URL:http://www.fastcoexist.com/1681344/a-new-vaccine-for-drinking-could-keep-alcoholics-sober
Imagine this: you’re an alcoholic who has tried everything to quit drinking. No luck. So you go to your doctor, who gives you a vaccine that could change your life. All of a sudden, you’re a new person. Every drink you try to take makes you nauseous, gives you tachycardia--essentially, drinks now give you the equivalent of a horrific hangover. You’re no longer an alcoholic (physically, at least) as long as you go in every six months to get a new vaccine.
It sounds like something out of a dystopian science fiction novel, but it’s real. Dr. Juan Asenjo, the director of the Institute for Cell Dynamics and Biotechnology at Universidad de Chile, is working with colleagues on an alcoholism vaccine that makes alcohol intolerable to anyone who drinks it.

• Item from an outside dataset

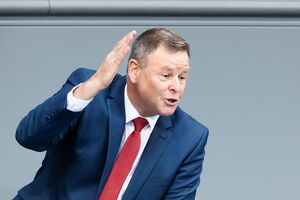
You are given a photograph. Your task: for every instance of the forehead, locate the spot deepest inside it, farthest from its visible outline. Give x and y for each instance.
(166, 58)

It sounds like something out of a dystopian science fiction novel, but it’s real.The vaccine builds on what happens naturally in certain people--about 20% of the Japanese, Chinese, and Korean population--with an alcohol intolerance mutation. Normally, the liver breaks down alcohol into an enzyme that’s transformed into the compound acetaldehyde (responsible for that nasty hangover feeling), which in turn is degraded into another enzyme. The acetaldehyde doesn’t usually have time to build up before it’s broken down. But people with the alcohol intolerance mutation lack the ability to produce that second enzyme; acetaldehyde accumulates, and they feel terrible.
Asenjo and his colleagues have come up with a way to stop the synthesis of that second enzyme via a vaccine, mimicking the mutation that sometimes happens naturally. "People have this mutation all over the world. It’s like how some people can’t drink milk," explains Asenjo.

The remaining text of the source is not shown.